Lo que le importaba a Jesús era el dolor de enfermos y pobres.   Para eso nunca necesitó privilegios del poder. Por eso, ni le asustaron sus amenazas, ni le sedujeron sus promesas.  De esto, tendrían que aprender   mucho nuestros obispos. Y todos los que buscamos o nos recreamos en el favor de los que tienen poder y mando.

 

San Mauricio de Agauno y compañeros

 


Santos: 
Digna, Emérita, Iraides, vírgenes; Jonás o Ión, presbítero; Exuperio, Inocencio, Vidal, Mauricio, Cándido, Víctor, Focas el Jardinero, mártires; Félix III, papa; Séptimo, Santino; Lautón (Laudo, Lo), Enmerano, obispos; Landelino, eremita; Silvano, confesor; Salaberga, abadesa

San Euquero, muerto a mediados del siglo V, quiso recoger por escrito las tradiciones orales para «salvar del olvido las acciones de estos mártires». Su relato está escrito a la distancia de siglo y medio adelante de los hechos descritos que siempre fueron propuestos con valor de ejemplaridad y por cristianos que cantan las glorias de sus héroes. Es decir, el relato euqueriano presenta algunos elementos del género épico, pero es innegable que la verdad cruda, histórica y real aparece bajo la depuración de los elementos innecesarios.

 

¿Qué fue lo que pasó?

Diocleciano ha asociado a su Imperio a Maximiano Hércules. Ambos son acérrimos enemigos del nombre cristiano y decretaron la más terrible de las persecuciones.

En las Galias se produce una rebelión y Maximiano acude a sofocarla. Entre sus tropas se encuentra la legión Tebea procedente de Egipto y compuesta por cristianos. Su jefe es Mauricio que antes de incorporarse a su destino ha visitado en Roma al papa Marcelo. En los Alpes suizos, antes de introducirse por los desfiladeros, Maximiano ordena un sacrificio a los dioses para impetrar su protección en la campaña emprendida.

Los componentes de la legión Tebea rehúsan sacrificar, se apartan del resto del ejército y van a acampar a Agauna, entre las montañas y el Ródano, no lejos del lado oriental del lago Leman.

Maximiano, al conocer el motivo de la deserción, manda diezmar a los legionarios rebeldes, pasándolos a espada. Los sobrevivientes se reafirman en su decisión y se animan a sufrir todos los tormentos antes que renegar de la verdadera religión.

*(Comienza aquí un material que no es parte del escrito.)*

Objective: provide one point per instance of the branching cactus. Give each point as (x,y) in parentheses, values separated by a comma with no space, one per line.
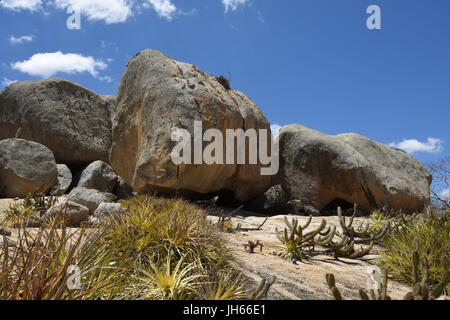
(331,281)
(422,290)
(345,248)
(294,239)
(380,294)
(261,292)
(362,235)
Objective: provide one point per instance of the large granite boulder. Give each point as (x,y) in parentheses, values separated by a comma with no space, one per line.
(25,167)
(318,169)
(90,198)
(73,213)
(123,191)
(64,181)
(99,176)
(158,95)
(72,121)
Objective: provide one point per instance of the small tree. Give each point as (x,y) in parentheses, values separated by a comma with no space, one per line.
(440,170)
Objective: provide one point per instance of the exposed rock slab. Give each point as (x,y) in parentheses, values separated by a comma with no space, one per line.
(73,213)
(72,121)
(90,198)
(158,95)
(317,169)
(99,176)
(25,167)
(64,180)
(303,280)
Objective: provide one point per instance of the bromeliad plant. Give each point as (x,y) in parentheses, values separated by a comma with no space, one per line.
(422,289)
(364,234)
(38,267)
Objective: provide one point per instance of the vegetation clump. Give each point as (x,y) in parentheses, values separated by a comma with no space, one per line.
(432,232)
(157,249)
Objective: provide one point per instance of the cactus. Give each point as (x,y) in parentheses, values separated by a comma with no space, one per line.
(345,248)
(331,281)
(363,235)
(261,292)
(294,239)
(422,289)
(251,246)
(381,293)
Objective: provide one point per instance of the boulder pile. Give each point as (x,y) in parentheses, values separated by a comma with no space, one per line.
(59,138)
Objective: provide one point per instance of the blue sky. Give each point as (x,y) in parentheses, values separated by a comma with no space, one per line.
(312,62)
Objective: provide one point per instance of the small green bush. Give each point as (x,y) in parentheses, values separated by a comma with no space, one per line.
(433,235)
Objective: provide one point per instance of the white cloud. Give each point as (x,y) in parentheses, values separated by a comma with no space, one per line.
(233,4)
(13,40)
(110,11)
(164,8)
(275,129)
(432,145)
(6,82)
(18,5)
(445,194)
(46,65)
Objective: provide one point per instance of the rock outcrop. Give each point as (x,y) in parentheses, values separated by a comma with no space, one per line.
(72,121)
(158,95)
(25,167)
(317,169)
(73,213)
(64,181)
(90,198)
(106,210)
(99,176)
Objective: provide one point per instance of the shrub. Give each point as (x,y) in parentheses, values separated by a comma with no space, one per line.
(39,266)
(27,212)
(433,242)
(157,249)
(174,251)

Maximiano, cruel como una fiera enfurecida, manda diezmar una segunda vez la legión formada por soldados cristianos y doblegarla. Mientras se lleva a cabo la orden imperial, el resto de los tebanos se exhortan entre sí a perseverar animados por sus jefes: Mauricio («negro» o «moro»), Cándido («blanco») y Exuperio («levantado en alto»). Encendidos con tales exhortaciones, los soldados envían una delegación a Maximiano para exponerle su resolución: que obedecerán al emperador siempre que su fe no se lo impida, y que, si determina hacerlos perecer, renunciarán a defenderse, como hicieron sus camaradas, cuya suerte no temen seguir.

Viendo el emperador su inflexibilidad, da órdenes a su ejército para eliminar a la legión de Tebea que se deja degollar como mansos corderos. En el campo corren arroyos de sangre como nunca se vio en las más cruentas batallas.

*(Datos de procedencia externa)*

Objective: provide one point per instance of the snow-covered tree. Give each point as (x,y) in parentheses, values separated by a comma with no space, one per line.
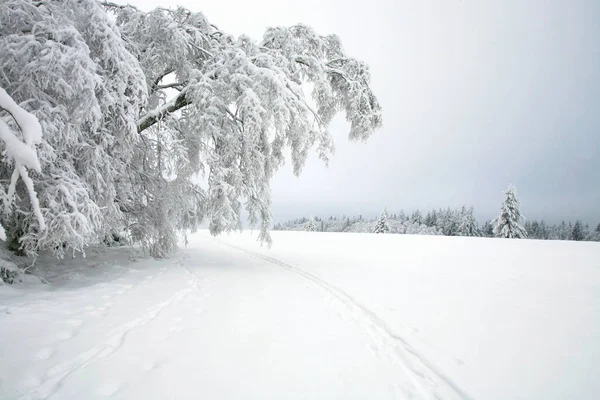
(508,222)
(381,226)
(154,121)
(579,232)
(311,225)
(467,225)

Víctor («victorioso»), un veterano licenciado de otra legión, pasa por el lugar mientras los verdugos están celebrando su crueldad. Al informarse de los hechos se lamenta de no haber podido acompañar a sus hermanos en la fe. Los verdugos le sacrifican junto con los demás.

Solo conocemos el nombre de estos cuatro mártires, los otros nombres Dios los conoce. Según San Euquero, la legión estaba formada por 6.600 soldados.

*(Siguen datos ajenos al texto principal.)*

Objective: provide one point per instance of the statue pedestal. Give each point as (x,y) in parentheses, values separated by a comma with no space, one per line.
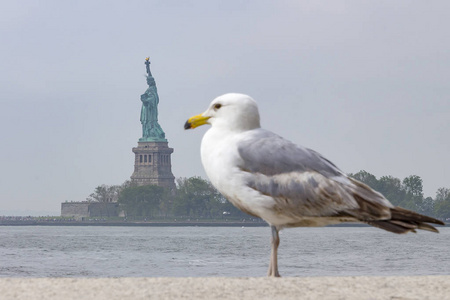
(152,165)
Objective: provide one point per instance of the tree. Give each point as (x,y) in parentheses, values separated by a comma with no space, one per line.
(414,185)
(105,193)
(392,189)
(196,197)
(142,201)
(366,178)
(442,203)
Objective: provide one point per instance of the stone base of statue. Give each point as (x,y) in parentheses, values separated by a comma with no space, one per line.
(152,165)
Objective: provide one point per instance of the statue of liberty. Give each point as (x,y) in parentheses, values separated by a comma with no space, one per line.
(151,130)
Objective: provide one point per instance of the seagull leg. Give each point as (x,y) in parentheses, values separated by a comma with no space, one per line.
(273,266)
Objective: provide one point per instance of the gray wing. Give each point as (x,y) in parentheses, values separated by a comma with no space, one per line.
(303,182)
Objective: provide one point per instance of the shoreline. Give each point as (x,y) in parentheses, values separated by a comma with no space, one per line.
(162,224)
(364,287)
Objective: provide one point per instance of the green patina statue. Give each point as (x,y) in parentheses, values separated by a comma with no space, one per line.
(151,130)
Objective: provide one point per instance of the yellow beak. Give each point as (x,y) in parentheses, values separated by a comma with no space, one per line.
(196,121)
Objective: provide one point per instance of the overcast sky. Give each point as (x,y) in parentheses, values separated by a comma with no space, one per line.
(365,83)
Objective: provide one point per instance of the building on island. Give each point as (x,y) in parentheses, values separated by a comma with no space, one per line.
(152,159)
(152,162)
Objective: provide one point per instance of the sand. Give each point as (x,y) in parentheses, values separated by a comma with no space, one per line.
(414,287)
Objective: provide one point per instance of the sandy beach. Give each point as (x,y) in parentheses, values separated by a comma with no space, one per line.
(370,288)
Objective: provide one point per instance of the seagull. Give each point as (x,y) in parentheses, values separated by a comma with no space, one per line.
(285,184)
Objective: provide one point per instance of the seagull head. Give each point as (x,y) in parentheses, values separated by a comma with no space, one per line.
(237,112)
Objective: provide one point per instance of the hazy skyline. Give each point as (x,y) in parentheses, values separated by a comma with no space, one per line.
(365,83)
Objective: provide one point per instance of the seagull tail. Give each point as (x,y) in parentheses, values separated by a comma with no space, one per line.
(403,221)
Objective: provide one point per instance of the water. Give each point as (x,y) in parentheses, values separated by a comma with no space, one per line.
(35,251)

Ya en el siglo IV se daba culto en la región a los mártires de Tebea. Luego, la horrenda matanza de militares que se dejó martirizar por su fe en Cristo dio la vuelta al mundo entre los bautizados. Los que por su oficio tuvieron que pelear mucho, a lo largo de los siglos se acogieron a San Mauricio y a sus compañeros en las batallas (el piadoso rey Segismundo, Carlomagno, Carlos Martel, la Casa de Saboya, las Órdenes de San Lázaro y la del Toisón de Oro, el mismo Felipe II…). Y hasta el mundo del arte dejó para la posteridad, en los pinceles del Greco, la gesta de quienes habían aprendido aquello de que es preciso obedecer a Dios antes que a los hombres y prefirieron, consecuentemente, perder la vida a traicionar su fe.